Davalılar, dava konusu taşınmazda tapu kaydına güvenerek bedelini ödemek suretiyle pay satın aldıklarını, kusurları olmadığını, tüm paydaşlara karşı davanın açılması gerektiğini, davacı ..."ın kendi arsasına üç katlı bina yaptığını belirterek davanın reddini savunmuşlardır.
Mahkemece, çekişme konusu taşınmazda bilirkişi raporunda açıklandığı şekilde davalılara ait payların mükerrer olduğu gerekçesiyle davanın kabulüne karar verilmiştir.

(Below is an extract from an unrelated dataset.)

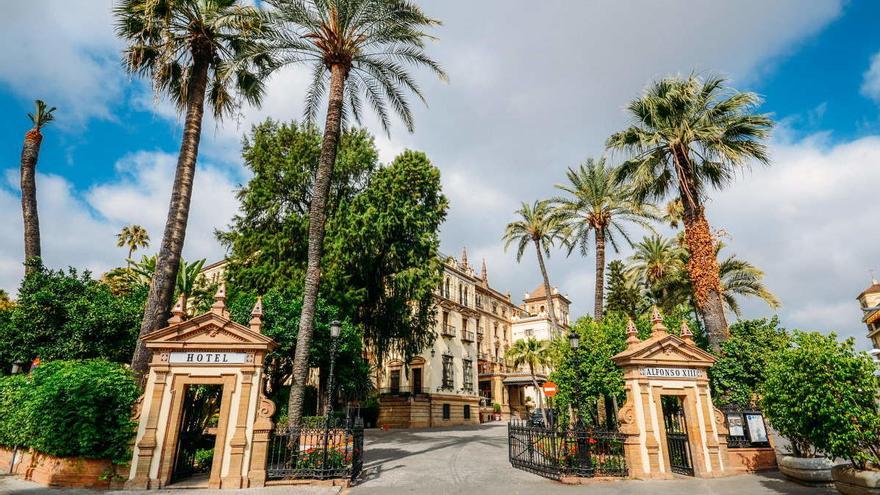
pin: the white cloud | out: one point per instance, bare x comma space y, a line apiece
64, 52
79, 230
871, 79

Çekişme konusu 243 ada 148 parsel sayılı taşınmazda davalılar ve dava dışı bir çok kişinin paydaş olduğu, davalıların paylarını satış suretiyle edindikleri ... vekili ..."ün 243 ada 148 parseldeki 30859/510880 payın ipkası ile 8000/510880 payı 04.07.1979 tarihli akitle ..."ya, satış suretiyle temlik ettiği, daha sonra 5579/510880 payın ipkası ile 17216/510880 payın ..."a, 8064/510880 payın ..."a 06.07.1979 tarihli akitle satış suretiyle temlik edildiği, bu satış işlemlerinden sonra tapu idaresinin 5579 payın ipkaen tescilini yaptığı, ancak temlike konu 30859 payın terkinin unutulduğu ardından 1979, 1980 ve sonraki yıllarda davalılara da pay satışlarının anılan pay üzerinden yapıldığı kayden sabittir.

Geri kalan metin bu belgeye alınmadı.